Student Spotlight: Faraz Khan ’20
Hometown: Lahore, Pakistan
Faraz Khan was an outstanding football player in Pakistan (soccer in the United States) and had offers to pursue the sport as a career, but he said no. “It was not a difficult choice,” said Khan, who holds an undergraduate degree in electronics and electrical engineering from the University College of London. “I had the chance to get an education, and I didn’t want to throw that away.” He credits his father, who was also an outstanding athlete, for giving him good advice and stressing the value of education.
After completing his undergraduate degree, he worked for four years primarily in Pakistan in supply chain management before deciding to pursue an MBA. While he had heard of Syracuse University's Martin J. Whitman School of Management, he never visited the campus until starting the program. Though he acknowledged that things are “definitely different in the U.S. — but in a good way,” he has enjoyed meeting new people and absorbing the culture, including his new found love of cheeseburgers and “American breakfast.”
As Khan completes his first year of the MBA program, he has come to appreciate the unique aspects of the Whitman School as well. “What stands out to me is the accessibility of the career center, professors — and even the dean,” he said. “You can walk into their offices, and they always spare some time for you. I have built so many great connections with the faculty.”
“It’s been a very good experience, and I’ve loved my time here so far. It has a strong international population, and I like hearing different ideas from various cultures. That’s where education is at its best.” - Faraz Khan
Some of those connections, along with his own hard work, helped him land an internship this spring with the Syracuse Tech Garden, an area business incubator that helps establish tech-related startups and advances entrepreneurship and innovation.

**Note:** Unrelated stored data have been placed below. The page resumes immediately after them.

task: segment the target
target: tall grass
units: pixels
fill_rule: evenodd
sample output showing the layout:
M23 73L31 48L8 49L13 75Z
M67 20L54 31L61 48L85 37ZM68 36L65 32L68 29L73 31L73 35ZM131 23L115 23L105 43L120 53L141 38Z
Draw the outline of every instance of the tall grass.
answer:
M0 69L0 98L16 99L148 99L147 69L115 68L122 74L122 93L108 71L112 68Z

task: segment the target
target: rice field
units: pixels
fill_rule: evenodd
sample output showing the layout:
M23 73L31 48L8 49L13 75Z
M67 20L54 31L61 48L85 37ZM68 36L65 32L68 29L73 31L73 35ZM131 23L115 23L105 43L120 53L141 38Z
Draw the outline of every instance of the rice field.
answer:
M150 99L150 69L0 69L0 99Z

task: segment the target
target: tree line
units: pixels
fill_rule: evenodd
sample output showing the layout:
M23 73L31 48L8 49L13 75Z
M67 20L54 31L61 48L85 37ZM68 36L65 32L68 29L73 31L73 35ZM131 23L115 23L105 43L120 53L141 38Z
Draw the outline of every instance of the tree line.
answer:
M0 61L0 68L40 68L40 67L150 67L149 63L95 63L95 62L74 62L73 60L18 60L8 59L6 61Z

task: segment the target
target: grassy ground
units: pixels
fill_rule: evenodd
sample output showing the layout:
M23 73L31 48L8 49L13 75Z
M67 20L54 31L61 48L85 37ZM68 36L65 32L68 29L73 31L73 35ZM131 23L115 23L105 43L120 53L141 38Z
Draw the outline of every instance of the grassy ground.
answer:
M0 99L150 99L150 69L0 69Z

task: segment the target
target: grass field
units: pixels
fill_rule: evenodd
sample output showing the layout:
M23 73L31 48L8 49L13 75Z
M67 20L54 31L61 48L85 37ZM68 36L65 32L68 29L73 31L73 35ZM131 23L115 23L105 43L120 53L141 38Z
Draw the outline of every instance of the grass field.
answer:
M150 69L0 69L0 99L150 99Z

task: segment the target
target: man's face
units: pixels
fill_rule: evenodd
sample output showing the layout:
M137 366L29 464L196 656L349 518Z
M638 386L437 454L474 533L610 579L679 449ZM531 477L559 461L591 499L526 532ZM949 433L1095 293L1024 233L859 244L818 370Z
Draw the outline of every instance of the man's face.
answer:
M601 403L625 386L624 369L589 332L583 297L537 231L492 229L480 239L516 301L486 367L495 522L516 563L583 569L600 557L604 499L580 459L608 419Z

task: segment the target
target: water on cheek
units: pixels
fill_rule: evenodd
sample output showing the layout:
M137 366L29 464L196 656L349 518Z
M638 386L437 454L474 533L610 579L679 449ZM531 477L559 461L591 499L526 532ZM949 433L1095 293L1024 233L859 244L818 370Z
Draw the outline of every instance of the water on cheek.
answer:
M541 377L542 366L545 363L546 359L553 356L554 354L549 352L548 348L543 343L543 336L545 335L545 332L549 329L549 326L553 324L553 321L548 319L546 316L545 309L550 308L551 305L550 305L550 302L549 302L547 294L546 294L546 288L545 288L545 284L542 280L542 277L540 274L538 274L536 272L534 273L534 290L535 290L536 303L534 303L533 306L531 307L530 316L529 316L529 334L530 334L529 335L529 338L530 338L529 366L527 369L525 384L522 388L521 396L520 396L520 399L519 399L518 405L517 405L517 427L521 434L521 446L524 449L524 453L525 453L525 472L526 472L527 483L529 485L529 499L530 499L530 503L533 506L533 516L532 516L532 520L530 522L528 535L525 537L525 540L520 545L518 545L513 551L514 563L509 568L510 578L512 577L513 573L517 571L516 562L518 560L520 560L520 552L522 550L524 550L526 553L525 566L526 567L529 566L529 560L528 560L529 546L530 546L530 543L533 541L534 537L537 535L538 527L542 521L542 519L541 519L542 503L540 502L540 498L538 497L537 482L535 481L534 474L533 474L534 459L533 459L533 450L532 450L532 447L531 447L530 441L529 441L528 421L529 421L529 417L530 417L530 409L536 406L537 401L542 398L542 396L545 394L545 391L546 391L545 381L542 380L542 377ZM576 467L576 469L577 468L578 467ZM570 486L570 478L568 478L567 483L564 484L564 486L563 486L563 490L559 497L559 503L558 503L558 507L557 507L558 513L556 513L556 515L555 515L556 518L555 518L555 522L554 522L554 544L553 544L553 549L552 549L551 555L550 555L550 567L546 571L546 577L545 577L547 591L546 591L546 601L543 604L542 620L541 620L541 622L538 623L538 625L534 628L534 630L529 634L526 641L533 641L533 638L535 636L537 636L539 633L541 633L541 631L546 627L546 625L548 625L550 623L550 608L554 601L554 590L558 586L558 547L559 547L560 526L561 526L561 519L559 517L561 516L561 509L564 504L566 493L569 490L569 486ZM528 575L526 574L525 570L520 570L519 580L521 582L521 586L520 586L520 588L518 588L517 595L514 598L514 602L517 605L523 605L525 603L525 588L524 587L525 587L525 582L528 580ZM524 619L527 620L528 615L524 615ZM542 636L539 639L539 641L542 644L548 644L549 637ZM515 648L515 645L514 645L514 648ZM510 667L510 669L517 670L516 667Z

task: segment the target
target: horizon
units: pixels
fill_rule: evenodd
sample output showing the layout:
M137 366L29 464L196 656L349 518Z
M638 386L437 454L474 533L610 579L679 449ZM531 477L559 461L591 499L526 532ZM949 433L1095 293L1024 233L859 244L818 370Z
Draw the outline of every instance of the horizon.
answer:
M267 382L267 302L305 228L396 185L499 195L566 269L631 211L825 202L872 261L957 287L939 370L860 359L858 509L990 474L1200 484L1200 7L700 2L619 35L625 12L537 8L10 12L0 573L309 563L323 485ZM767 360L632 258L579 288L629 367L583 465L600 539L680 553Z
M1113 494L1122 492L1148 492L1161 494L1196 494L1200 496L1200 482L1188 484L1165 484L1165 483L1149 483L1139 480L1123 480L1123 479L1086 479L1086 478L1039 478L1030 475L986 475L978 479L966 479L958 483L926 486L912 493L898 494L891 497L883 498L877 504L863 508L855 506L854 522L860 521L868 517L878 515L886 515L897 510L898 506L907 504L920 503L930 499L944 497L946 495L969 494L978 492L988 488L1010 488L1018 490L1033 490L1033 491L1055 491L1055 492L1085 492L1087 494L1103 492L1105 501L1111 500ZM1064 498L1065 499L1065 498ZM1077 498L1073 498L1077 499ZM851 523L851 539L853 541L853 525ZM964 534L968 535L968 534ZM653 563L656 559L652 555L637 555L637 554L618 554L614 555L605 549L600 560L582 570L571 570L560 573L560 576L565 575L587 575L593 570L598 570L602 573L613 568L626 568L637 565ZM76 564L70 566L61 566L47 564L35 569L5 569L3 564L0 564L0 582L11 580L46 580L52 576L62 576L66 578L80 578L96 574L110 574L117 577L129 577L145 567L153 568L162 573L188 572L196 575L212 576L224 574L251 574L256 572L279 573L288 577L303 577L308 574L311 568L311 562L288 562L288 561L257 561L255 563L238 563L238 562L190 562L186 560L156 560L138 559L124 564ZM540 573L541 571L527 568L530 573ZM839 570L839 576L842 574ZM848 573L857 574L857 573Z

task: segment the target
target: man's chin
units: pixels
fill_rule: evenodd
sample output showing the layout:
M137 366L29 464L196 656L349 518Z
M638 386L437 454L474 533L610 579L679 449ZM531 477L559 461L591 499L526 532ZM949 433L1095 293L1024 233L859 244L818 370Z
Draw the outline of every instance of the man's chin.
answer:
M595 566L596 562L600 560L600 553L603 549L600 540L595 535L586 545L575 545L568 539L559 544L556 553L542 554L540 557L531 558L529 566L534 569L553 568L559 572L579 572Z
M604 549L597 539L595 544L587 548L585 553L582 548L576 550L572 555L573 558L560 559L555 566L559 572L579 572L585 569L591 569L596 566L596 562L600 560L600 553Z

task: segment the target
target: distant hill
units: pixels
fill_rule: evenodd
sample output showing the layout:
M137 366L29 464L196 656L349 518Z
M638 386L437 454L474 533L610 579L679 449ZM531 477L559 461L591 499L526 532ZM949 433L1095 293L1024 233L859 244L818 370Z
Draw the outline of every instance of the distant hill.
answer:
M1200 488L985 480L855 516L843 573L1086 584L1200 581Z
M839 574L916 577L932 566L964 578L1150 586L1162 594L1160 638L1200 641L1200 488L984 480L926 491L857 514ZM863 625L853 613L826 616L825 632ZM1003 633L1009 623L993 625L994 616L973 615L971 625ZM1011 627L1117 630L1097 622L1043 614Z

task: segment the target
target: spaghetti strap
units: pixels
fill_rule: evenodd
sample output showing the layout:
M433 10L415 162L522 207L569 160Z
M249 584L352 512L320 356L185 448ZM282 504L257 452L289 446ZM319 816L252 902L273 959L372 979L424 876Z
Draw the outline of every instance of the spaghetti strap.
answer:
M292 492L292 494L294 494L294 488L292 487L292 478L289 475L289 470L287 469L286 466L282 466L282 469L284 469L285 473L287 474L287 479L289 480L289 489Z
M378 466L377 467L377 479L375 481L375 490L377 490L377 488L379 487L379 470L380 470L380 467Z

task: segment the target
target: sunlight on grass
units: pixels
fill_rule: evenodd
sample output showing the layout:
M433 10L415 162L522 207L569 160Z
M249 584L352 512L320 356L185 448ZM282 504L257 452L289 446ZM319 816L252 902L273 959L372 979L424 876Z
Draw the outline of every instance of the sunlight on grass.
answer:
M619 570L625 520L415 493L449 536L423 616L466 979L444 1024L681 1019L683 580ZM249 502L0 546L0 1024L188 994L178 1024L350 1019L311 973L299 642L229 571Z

This summer, he will intern at Procter & Gamble. “Securing an internship is key, especially for international students,” he said of the opportunity to work for a U.S.-based company.
In time, Khan hopes to shift his career into finance and business analytics, eventually creating his own startup in financial technology. He hopes to stay in the United States for a while, but “in about 10 years, I would like to be back home or at least have a job where I can spend some of my time in Pakistan,” he said. Khan has nothing but praise for the Whitman School community.
“It’s been a very good experience, and I’ve loved my time here so far,” he said. “It has a strong international population, and I like hearing different ideas from various cultures. That’s where education is at its best.”